Think Broadcast News, Dog Day Afternoon, Falling Down and Network; Mad City happily pilfers chunks from all four. Although it's not as good as any of them, this satirical view of the American TV media is still a mildly entertaining, - if ultimately forgettable, - slice of modern drama.
The film is built almost entirely on a set of movie clichés: there's the cynical reporter who belatedly reveals a heart of gold; the down-trodden common man with a bag of explosives and a grudge against an ex-boss; and the media feeding frenzy one hot story can create on a slow news day.
It tries hard enough, but it's difficult to find empathy for either protagonist, thanks to a series of hackneyed sound-bites masquerading as a script and a cloying social message running like a thick vein throughout. (Who is the real bad guy? Travolta? Or Hoffman and the media out for a story at any cost?) The lack of real thrills to carry you through to the oh-so-predictable ending also means that Mad City unforgivably lacks the one element it really needs: tension.
But despite the flaws (it sank quickly in the US), Hoffman still sparkles with an unusually understated turn. The porky Travolta, on the other hand, is way too rich, famous and good-looking to be believable as the lowly guard; his grating, gurning, slurring performance soon jars.
Nevertheless, Mad City is slickly made, and has a good stab at exploring both America's obsession with the news and the media's increasingly frantic need to distort reality for a bigger, better story.

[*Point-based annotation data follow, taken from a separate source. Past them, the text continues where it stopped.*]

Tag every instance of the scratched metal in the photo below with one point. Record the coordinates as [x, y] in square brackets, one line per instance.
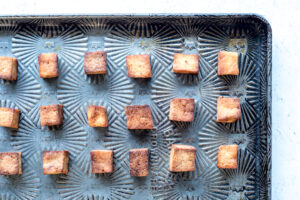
[161, 36]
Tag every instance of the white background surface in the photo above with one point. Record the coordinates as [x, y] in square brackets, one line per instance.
[284, 17]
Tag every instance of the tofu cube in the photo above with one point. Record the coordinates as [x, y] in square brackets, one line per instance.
[95, 62]
[182, 158]
[10, 163]
[227, 157]
[55, 162]
[48, 67]
[138, 162]
[8, 68]
[228, 63]
[186, 63]
[138, 66]
[139, 117]
[102, 161]
[51, 115]
[97, 116]
[9, 117]
[182, 109]
[228, 109]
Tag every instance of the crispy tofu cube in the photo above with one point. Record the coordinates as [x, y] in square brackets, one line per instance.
[182, 158]
[228, 109]
[55, 162]
[227, 157]
[97, 116]
[102, 161]
[138, 162]
[9, 117]
[51, 115]
[138, 66]
[8, 68]
[182, 110]
[228, 63]
[186, 63]
[139, 117]
[48, 67]
[95, 62]
[10, 163]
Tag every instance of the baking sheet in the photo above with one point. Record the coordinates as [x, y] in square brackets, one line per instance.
[161, 36]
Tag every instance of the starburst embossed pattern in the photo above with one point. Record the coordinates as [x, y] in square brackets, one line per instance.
[160, 37]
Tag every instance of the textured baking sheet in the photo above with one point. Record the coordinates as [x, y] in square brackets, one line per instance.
[161, 36]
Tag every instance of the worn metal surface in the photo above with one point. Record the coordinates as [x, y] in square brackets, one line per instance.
[160, 36]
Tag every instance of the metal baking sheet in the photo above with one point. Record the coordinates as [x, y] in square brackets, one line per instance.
[161, 36]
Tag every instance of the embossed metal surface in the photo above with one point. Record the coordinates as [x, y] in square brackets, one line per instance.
[160, 36]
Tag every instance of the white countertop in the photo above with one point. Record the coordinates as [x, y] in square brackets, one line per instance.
[284, 17]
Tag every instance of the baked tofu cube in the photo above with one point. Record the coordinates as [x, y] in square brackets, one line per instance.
[182, 158]
[9, 117]
[51, 115]
[227, 157]
[228, 63]
[102, 161]
[48, 65]
[138, 66]
[95, 62]
[97, 116]
[228, 109]
[8, 68]
[138, 162]
[10, 163]
[186, 63]
[182, 110]
[55, 162]
[139, 117]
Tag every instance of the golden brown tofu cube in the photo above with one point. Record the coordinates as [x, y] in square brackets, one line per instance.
[228, 63]
[186, 63]
[182, 158]
[55, 162]
[97, 116]
[9, 117]
[48, 67]
[227, 157]
[138, 66]
[95, 62]
[8, 68]
[182, 110]
[139, 117]
[10, 163]
[102, 161]
[51, 115]
[228, 109]
[138, 162]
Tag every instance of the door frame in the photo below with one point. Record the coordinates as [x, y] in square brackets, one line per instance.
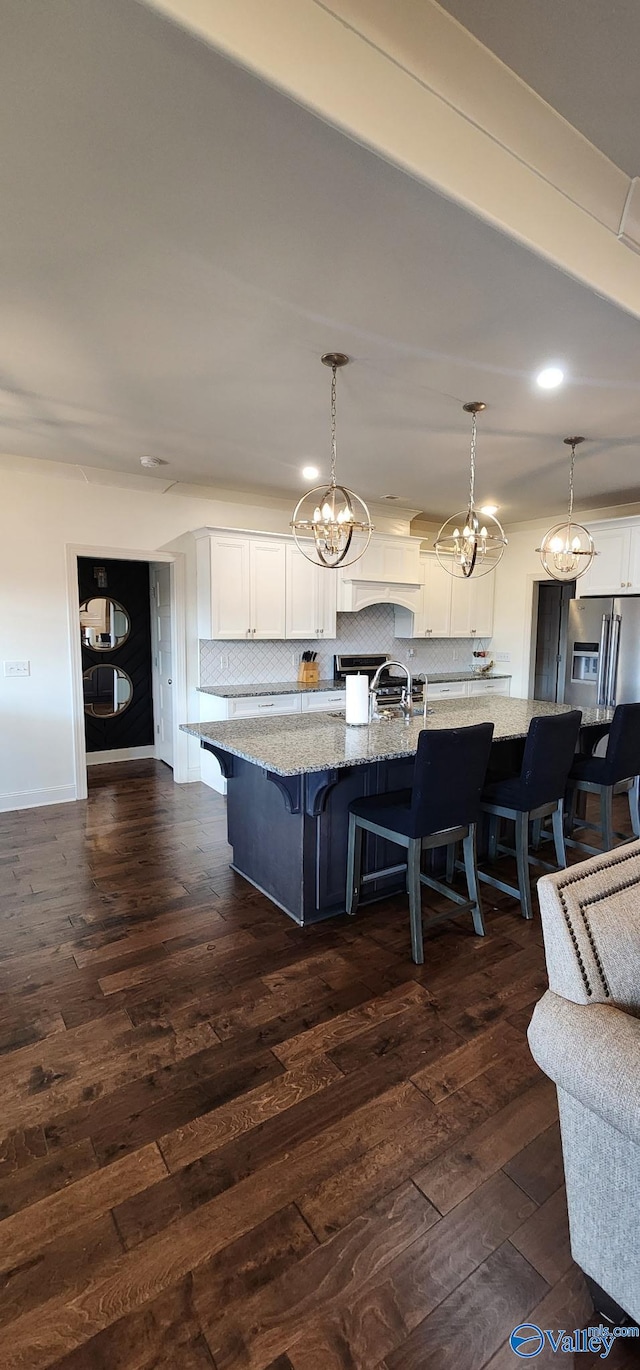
[178, 634]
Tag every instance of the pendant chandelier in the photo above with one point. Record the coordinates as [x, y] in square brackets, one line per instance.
[328, 517]
[568, 550]
[466, 544]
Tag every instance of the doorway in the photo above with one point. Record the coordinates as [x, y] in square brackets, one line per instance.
[167, 744]
[117, 662]
[552, 613]
[162, 658]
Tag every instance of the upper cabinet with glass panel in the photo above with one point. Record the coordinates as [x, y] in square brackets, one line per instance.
[103, 624]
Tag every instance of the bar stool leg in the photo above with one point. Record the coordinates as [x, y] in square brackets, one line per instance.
[558, 822]
[414, 855]
[354, 865]
[570, 810]
[494, 833]
[633, 807]
[606, 818]
[472, 873]
[522, 861]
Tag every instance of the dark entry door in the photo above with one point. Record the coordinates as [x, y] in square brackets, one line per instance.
[115, 629]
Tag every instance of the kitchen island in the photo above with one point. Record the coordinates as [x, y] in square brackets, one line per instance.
[291, 781]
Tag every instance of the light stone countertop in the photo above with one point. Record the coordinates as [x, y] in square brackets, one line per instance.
[293, 688]
[299, 744]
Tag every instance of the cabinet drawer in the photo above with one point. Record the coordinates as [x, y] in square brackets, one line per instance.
[488, 687]
[447, 689]
[322, 699]
[267, 704]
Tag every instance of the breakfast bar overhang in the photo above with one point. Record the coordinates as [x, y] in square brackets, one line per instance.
[291, 781]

It's enjoyable enough (although slow in the second half), but take away the two big-name stars and you're left with little more than a throw-away TV movie with a puffed-out plot to match.
A neat idea let down by Travolta's performance and a script that's scared of taking risks. Mad City is bland,yet entertaining; cinematic fluff that wastes the opportunity to give the US media a well-deserved poke in the eye.